The research, polling over 100,000 local companies during 1993 to 1999, was conducted by the ?Chung-hua Institute for Economic Research (CIER,
The report found that instead of negatively impacting the domestic economy, companies doing business overseas have helped to boost their revenues at home.
According to the report, revenues of companies doing investment outside Taiwan accounted for 41.5 percent of total sales of the polled enterprises in 1999, up from 33.1 percent in 1993.
The domestic fixed assets of manufacturers who moved part of their business overseas also increased from 39.7 percent in 1993 to 44.5 percent in 2000, the study said.

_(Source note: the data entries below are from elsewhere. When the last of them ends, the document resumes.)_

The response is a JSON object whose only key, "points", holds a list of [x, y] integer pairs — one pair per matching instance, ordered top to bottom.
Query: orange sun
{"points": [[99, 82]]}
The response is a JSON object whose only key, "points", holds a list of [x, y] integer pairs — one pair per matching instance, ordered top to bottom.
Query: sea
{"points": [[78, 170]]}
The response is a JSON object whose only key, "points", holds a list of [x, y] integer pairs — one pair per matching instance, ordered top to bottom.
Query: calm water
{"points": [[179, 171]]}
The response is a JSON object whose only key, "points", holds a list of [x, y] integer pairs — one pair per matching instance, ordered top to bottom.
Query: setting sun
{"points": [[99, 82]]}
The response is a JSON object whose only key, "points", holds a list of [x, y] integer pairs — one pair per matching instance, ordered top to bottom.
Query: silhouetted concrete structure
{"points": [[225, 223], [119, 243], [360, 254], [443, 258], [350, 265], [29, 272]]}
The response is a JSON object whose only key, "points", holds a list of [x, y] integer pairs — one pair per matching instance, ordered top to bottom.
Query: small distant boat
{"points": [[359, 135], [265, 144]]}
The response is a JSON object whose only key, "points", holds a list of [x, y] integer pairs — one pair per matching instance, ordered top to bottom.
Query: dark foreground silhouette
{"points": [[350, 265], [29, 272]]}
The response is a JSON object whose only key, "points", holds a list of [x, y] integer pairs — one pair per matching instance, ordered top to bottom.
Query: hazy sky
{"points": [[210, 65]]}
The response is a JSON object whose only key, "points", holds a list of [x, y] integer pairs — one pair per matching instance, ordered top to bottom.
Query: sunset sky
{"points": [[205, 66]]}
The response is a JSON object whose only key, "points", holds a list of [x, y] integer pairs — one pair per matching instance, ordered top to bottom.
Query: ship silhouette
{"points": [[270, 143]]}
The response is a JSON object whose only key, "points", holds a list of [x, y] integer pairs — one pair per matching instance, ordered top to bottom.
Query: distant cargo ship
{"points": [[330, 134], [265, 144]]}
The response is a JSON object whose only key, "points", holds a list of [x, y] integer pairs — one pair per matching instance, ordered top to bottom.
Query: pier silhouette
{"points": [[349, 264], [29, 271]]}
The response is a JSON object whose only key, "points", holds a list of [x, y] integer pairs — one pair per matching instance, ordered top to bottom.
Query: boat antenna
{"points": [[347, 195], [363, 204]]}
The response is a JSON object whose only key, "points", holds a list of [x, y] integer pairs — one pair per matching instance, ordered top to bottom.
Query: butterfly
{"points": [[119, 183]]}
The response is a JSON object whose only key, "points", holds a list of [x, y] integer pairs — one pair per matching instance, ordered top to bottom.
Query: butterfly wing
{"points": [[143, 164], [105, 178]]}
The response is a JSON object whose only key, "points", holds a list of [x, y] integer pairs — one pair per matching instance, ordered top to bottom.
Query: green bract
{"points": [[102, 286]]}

Furthermore, companies with overseas investment on average saw 18.28 percent growth in sales, while those who only conduct business in Taiwan reported 4.19 percent.
The same phenomenon was prolonged throughout 2003, the report said.

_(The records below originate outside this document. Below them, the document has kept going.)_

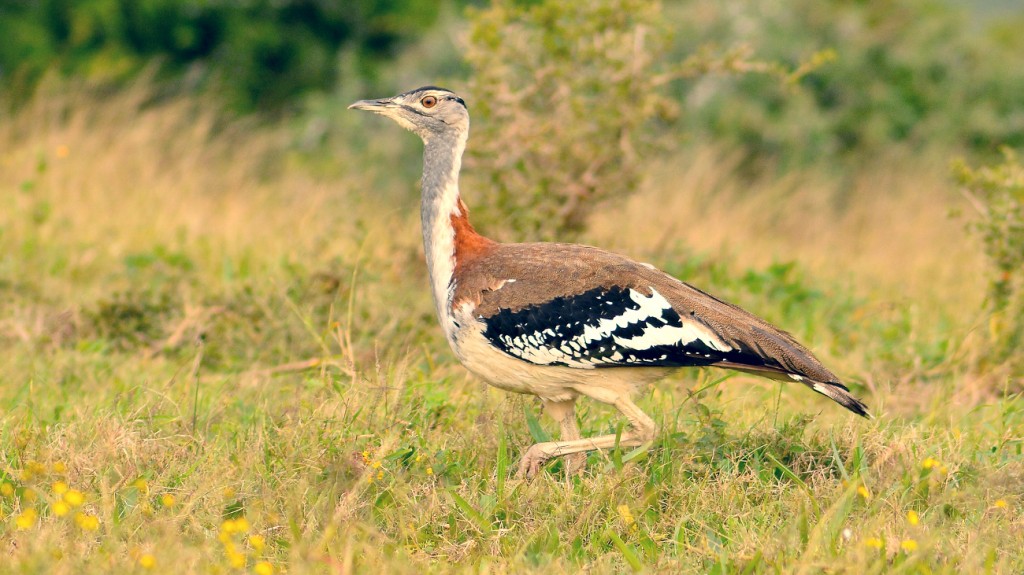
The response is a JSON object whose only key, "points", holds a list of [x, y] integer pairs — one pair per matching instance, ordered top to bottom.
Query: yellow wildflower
{"points": [[74, 497], [60, 509], [626, 515], [27, 519], [87, 522], [237, 560]]}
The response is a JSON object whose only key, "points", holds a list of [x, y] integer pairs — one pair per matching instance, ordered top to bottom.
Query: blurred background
{"points": [[155, 144]]}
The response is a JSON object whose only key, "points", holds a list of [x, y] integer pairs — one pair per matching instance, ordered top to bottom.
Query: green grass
{"points": [[180, 316]]}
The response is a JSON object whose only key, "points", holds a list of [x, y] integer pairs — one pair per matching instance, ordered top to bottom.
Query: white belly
{"points": [[552, 383]]}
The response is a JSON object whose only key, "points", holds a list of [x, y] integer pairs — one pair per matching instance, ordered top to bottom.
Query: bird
{"points": [[562, 321]]}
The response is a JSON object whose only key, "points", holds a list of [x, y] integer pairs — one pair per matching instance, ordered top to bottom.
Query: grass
{"points": [[217, 356]]}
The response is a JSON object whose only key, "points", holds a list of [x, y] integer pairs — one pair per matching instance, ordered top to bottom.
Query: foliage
{"points": [[258, 54], [913, 74], [562, 95], [568, 99], [996, 192], [254, 382]]}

As a large number of companies are flocking to China to save costs, the report found the strategy did little to help the local economy, as those who put all their eggs in the Chinese basket only saw sales grow 47.89 percent in the 1993 to 2000 period, while companies invested elsewhere enjoyed 114.3 percent growth in earnings during the same period.
During the 10 months to October, trade between Taiwan and China rose 22.2 percent from a year earlier to US$37 billion, the Board of Foreign Trade said.
The total accounted for 17 percent of Taiwan's total external trade, compared with the 15.1 percent posted the year before, the bureau added.
But due to the similarity in language and culture, Taiwanese manufacturers operating in China tended to entirely replace Taiwan and make China their production base, which resulted in their miniscule contribution to the Taiwanese economy, the CIER report said.
Taiwanese companies operating in China have harmed the job market, cutting 7.8 percent of their Taiwanese staff over the 1993 to 2000 period, the report added.
In comparison, companies that invested in places other than China still shipped a large percentage of goods back to Taiwan for further processing.
Companies having investments abroad increased their Taiwanese staff by 11.2 percent during 1993 to 2000, while those having no overseas operations cut 2.6 percent of their staff in the same period, the report said.
The report concluded by saying the government should provide incentives for local companies to diversify their investments overseas to reduce risk and increase competitiveness, and that they should especially focus on countries outside China.